Roughly 25 percent of the world's oil production comes from the Persian Gulf, with Saudi Arabia alone responsible for about 15 percent. The Persian Gulf has as much as two-thirds of the world's proven oil reserves, and its oil is absurdly economical to produce. Saudi Arabia has a majority of the world's excess production capacity, and it increases or decreases production to stabilize and control prices. The sudden loss of the Saudi oil network would send the price of oil through the ceiling, probably causing a global downturn at least as devastating as the Great Depression of the 1930s.
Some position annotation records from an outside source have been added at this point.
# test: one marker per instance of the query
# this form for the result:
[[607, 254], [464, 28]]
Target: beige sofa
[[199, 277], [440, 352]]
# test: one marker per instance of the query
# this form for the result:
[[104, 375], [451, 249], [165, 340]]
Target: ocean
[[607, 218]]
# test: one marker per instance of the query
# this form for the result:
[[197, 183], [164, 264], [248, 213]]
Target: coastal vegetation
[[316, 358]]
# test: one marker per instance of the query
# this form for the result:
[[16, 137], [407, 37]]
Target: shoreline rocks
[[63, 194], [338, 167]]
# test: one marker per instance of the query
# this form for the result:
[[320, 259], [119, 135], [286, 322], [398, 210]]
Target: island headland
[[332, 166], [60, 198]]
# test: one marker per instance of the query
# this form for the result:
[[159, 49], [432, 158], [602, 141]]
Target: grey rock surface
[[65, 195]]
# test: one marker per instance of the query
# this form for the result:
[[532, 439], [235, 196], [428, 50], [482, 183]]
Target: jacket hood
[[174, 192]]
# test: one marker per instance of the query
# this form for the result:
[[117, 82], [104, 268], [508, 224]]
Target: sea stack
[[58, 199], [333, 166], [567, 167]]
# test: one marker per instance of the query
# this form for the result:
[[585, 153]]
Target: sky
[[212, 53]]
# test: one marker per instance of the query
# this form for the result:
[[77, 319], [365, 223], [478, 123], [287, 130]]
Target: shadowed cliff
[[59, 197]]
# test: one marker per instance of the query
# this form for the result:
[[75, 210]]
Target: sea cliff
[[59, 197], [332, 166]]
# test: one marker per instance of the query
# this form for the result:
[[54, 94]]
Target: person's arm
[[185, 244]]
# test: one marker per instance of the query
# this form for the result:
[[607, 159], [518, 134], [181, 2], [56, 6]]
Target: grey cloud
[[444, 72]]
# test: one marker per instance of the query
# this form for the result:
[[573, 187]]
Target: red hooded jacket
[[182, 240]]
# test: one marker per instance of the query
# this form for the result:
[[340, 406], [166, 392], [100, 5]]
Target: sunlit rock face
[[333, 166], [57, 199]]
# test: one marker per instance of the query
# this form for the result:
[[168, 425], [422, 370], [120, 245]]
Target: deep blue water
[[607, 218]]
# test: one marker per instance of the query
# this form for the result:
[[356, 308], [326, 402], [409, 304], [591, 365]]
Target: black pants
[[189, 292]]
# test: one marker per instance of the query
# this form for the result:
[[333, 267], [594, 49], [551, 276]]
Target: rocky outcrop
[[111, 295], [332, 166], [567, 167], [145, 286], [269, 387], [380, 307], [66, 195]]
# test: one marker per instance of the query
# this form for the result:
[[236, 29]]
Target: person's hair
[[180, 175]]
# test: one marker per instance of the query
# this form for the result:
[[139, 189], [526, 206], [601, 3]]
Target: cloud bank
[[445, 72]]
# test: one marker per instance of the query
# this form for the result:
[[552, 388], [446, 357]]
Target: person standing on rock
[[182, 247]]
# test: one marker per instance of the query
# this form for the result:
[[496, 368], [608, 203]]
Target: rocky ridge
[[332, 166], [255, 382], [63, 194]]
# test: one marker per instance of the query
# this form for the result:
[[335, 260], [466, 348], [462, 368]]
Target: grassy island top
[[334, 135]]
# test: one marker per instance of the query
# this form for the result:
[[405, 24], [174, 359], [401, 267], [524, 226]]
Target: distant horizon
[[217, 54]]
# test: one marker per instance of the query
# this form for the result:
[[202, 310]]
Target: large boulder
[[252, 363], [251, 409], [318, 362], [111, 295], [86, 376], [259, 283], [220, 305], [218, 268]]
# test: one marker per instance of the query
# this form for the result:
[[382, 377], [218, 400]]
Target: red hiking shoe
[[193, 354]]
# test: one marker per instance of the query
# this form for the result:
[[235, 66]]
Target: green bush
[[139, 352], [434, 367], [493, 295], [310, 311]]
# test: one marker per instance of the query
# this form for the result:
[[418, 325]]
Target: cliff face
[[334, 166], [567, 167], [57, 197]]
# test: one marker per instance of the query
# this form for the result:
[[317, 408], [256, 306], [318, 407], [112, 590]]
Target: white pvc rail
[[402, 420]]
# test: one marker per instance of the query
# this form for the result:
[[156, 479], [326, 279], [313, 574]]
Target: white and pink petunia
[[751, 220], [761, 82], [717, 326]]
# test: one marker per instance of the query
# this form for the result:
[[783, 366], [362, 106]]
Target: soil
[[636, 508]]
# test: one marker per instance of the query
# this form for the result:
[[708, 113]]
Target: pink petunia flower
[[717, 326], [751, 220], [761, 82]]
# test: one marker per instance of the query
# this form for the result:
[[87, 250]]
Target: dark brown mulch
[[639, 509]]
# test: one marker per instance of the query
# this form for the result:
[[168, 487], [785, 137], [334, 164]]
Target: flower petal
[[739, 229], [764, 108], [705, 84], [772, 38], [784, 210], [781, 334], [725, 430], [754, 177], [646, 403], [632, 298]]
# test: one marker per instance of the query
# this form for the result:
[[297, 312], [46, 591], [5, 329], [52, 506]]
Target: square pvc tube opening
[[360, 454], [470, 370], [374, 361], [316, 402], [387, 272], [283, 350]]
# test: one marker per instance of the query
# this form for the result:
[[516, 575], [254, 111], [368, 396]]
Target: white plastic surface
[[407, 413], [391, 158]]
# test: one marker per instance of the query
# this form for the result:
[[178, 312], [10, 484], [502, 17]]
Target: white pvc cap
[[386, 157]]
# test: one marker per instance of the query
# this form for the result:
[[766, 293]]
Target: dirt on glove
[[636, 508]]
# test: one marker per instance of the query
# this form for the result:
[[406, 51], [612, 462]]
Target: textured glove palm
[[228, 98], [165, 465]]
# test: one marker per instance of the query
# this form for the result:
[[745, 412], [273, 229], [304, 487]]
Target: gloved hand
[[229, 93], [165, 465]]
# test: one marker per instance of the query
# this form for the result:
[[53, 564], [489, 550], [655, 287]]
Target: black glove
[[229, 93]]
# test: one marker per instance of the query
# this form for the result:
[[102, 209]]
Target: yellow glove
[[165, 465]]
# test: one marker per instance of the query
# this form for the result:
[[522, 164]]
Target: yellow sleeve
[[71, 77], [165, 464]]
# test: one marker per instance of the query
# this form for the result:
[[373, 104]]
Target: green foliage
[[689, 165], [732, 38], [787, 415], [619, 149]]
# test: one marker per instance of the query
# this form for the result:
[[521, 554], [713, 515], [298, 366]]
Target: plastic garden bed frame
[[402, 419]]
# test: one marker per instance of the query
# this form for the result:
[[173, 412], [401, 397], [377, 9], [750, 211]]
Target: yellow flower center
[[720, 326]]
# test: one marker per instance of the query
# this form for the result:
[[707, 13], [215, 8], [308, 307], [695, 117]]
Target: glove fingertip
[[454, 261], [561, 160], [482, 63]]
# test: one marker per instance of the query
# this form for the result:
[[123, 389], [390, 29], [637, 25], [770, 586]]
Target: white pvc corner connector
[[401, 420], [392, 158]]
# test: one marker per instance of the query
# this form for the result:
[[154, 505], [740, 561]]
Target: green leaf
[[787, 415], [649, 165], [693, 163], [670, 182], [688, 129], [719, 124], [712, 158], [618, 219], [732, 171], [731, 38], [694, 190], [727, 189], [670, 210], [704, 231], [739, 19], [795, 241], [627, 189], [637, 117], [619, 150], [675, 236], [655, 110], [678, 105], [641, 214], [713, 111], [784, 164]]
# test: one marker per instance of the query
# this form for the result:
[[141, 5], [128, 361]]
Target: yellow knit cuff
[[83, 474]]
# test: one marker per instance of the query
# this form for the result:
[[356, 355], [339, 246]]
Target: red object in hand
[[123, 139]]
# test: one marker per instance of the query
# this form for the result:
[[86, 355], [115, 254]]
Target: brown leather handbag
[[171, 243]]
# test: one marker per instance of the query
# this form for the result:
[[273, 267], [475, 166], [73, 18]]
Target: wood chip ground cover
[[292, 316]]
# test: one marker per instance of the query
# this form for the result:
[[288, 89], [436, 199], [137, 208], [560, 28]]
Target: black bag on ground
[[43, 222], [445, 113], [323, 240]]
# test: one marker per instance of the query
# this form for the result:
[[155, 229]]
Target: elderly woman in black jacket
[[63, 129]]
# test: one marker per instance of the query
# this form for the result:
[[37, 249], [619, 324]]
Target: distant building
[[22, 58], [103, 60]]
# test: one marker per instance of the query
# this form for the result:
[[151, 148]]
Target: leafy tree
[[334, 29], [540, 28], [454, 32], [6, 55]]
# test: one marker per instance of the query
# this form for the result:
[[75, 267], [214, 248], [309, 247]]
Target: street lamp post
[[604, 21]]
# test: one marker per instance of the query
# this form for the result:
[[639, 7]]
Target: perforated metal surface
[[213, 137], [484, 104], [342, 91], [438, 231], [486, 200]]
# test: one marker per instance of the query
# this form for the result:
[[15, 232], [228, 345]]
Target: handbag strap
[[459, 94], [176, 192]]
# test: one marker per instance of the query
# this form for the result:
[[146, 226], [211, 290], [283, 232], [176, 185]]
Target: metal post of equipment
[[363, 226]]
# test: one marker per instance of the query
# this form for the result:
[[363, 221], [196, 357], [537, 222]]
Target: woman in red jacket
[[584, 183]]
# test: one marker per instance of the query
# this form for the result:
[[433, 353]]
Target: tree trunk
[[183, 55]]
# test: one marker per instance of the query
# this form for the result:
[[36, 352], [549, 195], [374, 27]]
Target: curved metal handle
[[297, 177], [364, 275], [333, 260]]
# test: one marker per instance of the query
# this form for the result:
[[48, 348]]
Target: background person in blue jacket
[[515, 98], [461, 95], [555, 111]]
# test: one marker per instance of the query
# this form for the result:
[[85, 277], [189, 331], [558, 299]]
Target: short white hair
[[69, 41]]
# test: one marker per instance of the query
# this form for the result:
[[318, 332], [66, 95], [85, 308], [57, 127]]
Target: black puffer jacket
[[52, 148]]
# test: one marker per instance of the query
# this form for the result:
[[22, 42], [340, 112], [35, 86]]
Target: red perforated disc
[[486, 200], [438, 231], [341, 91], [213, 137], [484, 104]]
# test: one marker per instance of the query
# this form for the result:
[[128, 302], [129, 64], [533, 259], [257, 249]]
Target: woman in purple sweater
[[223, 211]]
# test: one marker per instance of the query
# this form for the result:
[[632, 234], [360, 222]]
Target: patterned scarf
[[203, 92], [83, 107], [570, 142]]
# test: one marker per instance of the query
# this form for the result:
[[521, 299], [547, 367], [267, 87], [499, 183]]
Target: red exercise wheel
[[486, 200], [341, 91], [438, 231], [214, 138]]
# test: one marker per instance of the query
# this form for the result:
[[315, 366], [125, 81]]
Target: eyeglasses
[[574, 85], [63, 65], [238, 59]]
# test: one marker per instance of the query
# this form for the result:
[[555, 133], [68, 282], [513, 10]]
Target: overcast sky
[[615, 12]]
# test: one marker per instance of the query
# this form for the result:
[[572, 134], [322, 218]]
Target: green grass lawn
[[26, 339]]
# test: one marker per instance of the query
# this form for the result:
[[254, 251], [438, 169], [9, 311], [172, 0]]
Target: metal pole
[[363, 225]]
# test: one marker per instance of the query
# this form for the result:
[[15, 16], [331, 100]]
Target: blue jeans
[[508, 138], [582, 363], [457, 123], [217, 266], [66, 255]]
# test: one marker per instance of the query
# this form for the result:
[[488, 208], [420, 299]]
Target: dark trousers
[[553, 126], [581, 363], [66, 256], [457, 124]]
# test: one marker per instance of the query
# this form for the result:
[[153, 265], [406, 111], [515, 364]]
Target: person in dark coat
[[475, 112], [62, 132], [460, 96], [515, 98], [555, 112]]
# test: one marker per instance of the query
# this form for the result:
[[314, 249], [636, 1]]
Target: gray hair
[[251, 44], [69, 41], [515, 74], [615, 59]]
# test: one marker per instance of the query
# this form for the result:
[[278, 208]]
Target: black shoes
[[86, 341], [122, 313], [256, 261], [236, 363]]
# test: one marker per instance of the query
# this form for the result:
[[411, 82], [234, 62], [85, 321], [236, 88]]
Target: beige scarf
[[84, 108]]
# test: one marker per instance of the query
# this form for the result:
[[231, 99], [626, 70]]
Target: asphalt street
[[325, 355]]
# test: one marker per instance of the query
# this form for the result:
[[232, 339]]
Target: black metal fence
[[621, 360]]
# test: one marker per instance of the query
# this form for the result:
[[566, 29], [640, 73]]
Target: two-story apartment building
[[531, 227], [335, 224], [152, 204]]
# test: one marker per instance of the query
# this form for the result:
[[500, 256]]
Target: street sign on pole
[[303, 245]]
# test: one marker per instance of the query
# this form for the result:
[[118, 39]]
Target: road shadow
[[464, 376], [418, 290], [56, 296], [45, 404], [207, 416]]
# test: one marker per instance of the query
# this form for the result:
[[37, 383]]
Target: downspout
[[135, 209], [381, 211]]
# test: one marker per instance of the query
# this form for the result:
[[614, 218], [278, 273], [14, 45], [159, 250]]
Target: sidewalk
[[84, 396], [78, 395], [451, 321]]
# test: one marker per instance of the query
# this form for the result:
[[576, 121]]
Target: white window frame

Washington's aim is not simply to keep oil flowing out of the Persian Gulf, but also to prevent any potentially hostile state from gaining control over the region's resources. The United States also wants to maintain military access to this geostrategically critical region to preserve its influence on events in the Middle East, Central Asia, eastern Africa, and South Asia. Finally, the United States has an interest in stamping out the terrorist groups that flourish in the region.
The three main problems likely to bedevil Persian Gulf security over the next several years will be Iraq's security dilemma, Iran's nuclear weapons program, and potential internal unrest in the countries of the Gulf Cooperation Council (GCC): Bahrain, Kuwait, Oman, Qatar, Saudi Arabia, and the United Arab Emirates. These problems offer no easy answers separately, let alone together. Difficult trade-offs will have to be made.
The paradox of Iraqi power can be put simply: any Iraq that is strong enough to balance and contain Iran will be capable of overrunning Kuwait and Saudi Arabia. The recent American victory over Saddam will do little to affect this basic dynamic, which stems less from the nature of Iraq's leadership than from simple geopolitics. Like postwar Germany and Japan, post-Saddam Iraq will almost certainly be forbidden to develop weapons of mass destruction (WMD). But it will still have to protect itself from a real, albeit distant, threat from Iran, either through a credible external security guarantee or by maintaining substantial--and threatening--conventional military capabilities.
As for Iran, according to the latest estimates of U.S. intelligence and even of the International Atomic Energy Agency, its nuclear program has gone into overdrive and unless stopped--from inside or outside--is likely to produce one or more nuclear weapons within a decade. The preemptive intervention that was an option for the United States in Iraq is not an option here. Iran's population and landmass are far larger than Iraq's; its terrain would make military operations a logistical nightmare; and its people have generally rallied around the regime in the face of foreign threats. …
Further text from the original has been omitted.